I'm trying to do an Ajax login with a code i taked overthere, this is:

@Controller
@RequestMapping("/login")

public class AjaxLoginController {

@Autowired
@Qualifier("AuthenticationManager")
AuthenticationManager authenticationManager;

@Autowired
SecurityContextRepository repository;

@Autowired
RememberMeServices rememberMeServices;

@RequestMapping(method=RequestMethod.GET)
public void login() {}

@RequestMapping(method=RequestMethod.POST)
@ResponseBody
public String performLogin(
    @RequestParam("j_username") String username, 
    @RequestParam("j_password") String password,
    HttpServletRequest request, HttpServletResponse response) 
{
    UsernamePasswordAuthenticationToken token = 
            new UsernamePasswordAuthenticationToken(username, password);
    try {
            Authentication auth = authenticationManager.authenticate(token);
            SecurityContextHolder.getContext().setAuthentication(auth);
            repository.saveContext(SecurityContextHolder.getContext(), request, response);
            rememberMeServices.loginSuccess(request, response, auth);
            return "{\"status\": true}";
    } catch (BadCredentialsException ex) {
            return "{\"status\": false, \"error\": \"Bad Credentials\"}";
    }
}
}

This example have an xml configuration of beans for the autowire, but my project requires to do it by class configuration. I solved the first autowire issue adding this to my security class configuration:

@Bean
public AuthenticationManager AuthenticationManager() throws Exception {
    return authenticationManager();
}

Now i'm trying to do the something with the securityContextRepository but all that i find on forums are xml configurations solutions.

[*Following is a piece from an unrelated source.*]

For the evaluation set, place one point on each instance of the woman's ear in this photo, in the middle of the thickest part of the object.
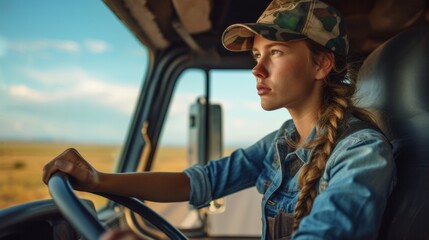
(325, 63)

Anyone knows how configure this class as Bean to solve this? Thx.

HttpSessionSecurityContextRepository is the default implementation for SecurityContextRepository . Add this to the configuration:

@Bean
public SecurityContextRepository securityContextRepository() {
    return new HttpSessionSecurityContextRepository();
}

Note that the name of the bean is securityContextRepository and not repository which, I think, reduces any possible ambiguity.